Of course, finding suppliers that carry sustainable seafood can be a challenge, which is where organizations like Ocean Wise, Sea Choice and the Marine Stewardship Council come in. They work with fisheries to ensure their practices are sustainable, monitor them on their progress, and each run successful labeling and branding programs to aid consumers and chefs alike make their purchases.
So, what is sustainable seafood? Ocean Wise provides a concise definition:
“Species that are caught or farmed in a way that ensures the long-term health and stability of that species, as well as the greater marine ecosystem.”
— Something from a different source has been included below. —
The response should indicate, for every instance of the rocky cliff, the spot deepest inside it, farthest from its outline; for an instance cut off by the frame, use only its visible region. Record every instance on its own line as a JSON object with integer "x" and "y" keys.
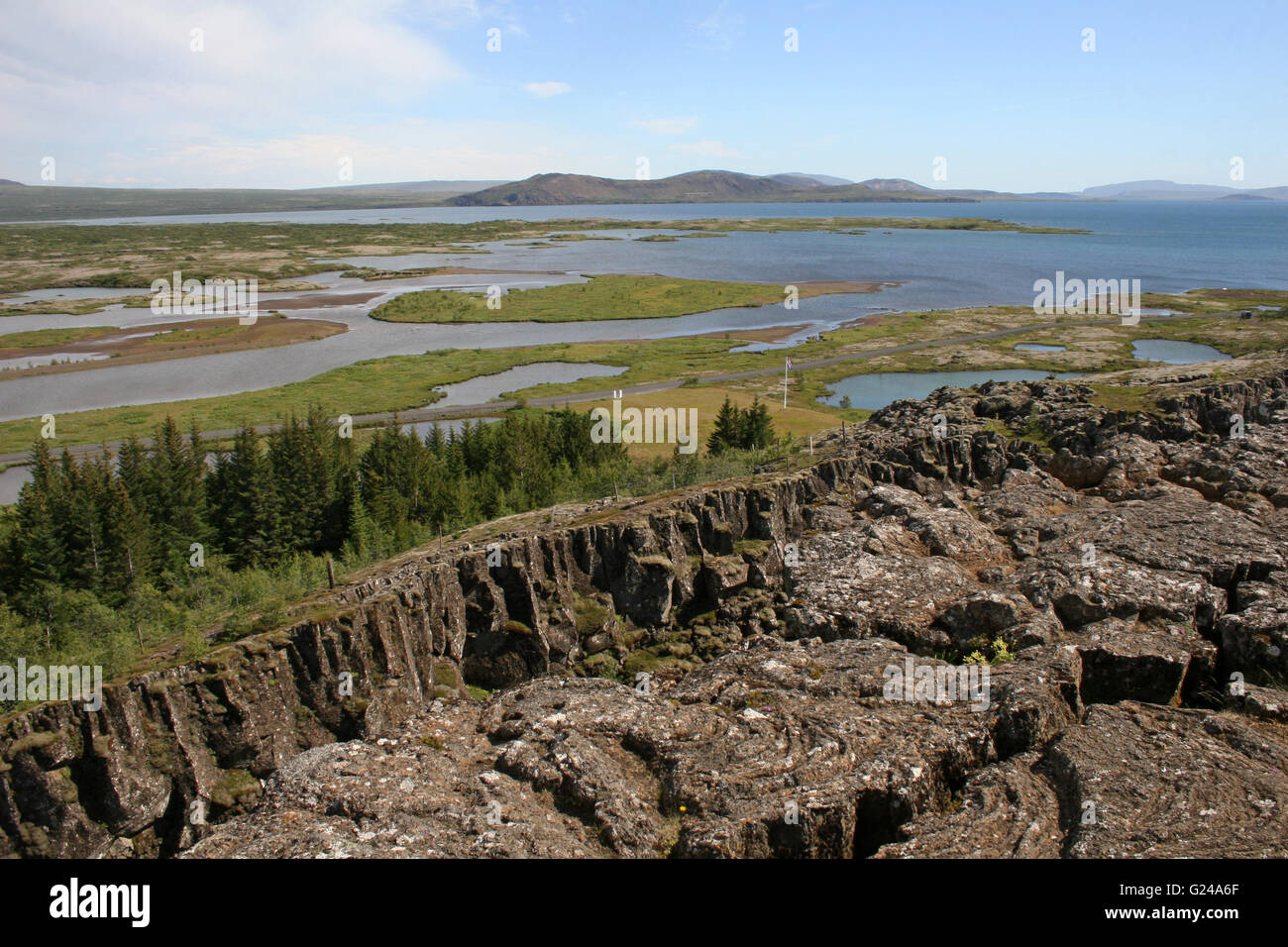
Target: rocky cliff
{"x": 707, "y": 673}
And when assessing a species to determine whether or not it is sustainable, Ocean Wise relies upon four basic criteria, asking:
- Is it abundant and resilient to fishing pressures?
- Is it well-managed using current research?
- Is it harvested in a method that limits by-catch?
- Is it harvested in a way that limits damage to marine or aquatic habitats and negative interactions with other species?
Best of all, for Ocean Wise, the answer is as simple as black-and-white: either a species is sustainable or it isn’t – making it that much easier for both the home consumer and for the foodservice industry to make the choice.
I was first introduced to sustainable seafood by the fantastic folks at Ottawa’s Whalesbone Oyster House. (They introduced me to quite a few things, in fact; Sailor Jerry’s spiced rum quickly comes to mind, but that’s a story best left untold!) There, they pride themselves on only serving sustainable seafood — and do so marvellously, thanks in no small measure to a brilliant team of culinary wunderkinds. Better still, the efforts of proprietor Joshua Bishop to promote sustainable fish and shellfish created such demand in the Ottawa region, a few years ago he opened a second, complementary operation: the Whalesbone Sustainable Oyster and Fish Store. Cool, eh?
Anyway, suffice it to say, it is heartening, as an aspiring chef, to see the industry move in this direction. We all, regardless of our profession or vocation, ought to find ways to conduct our businesses more ethically and sustainably. And, making the choice to buy, prepare and serve only sustainably caught or harvested seafood is a small, but important step in the right direction.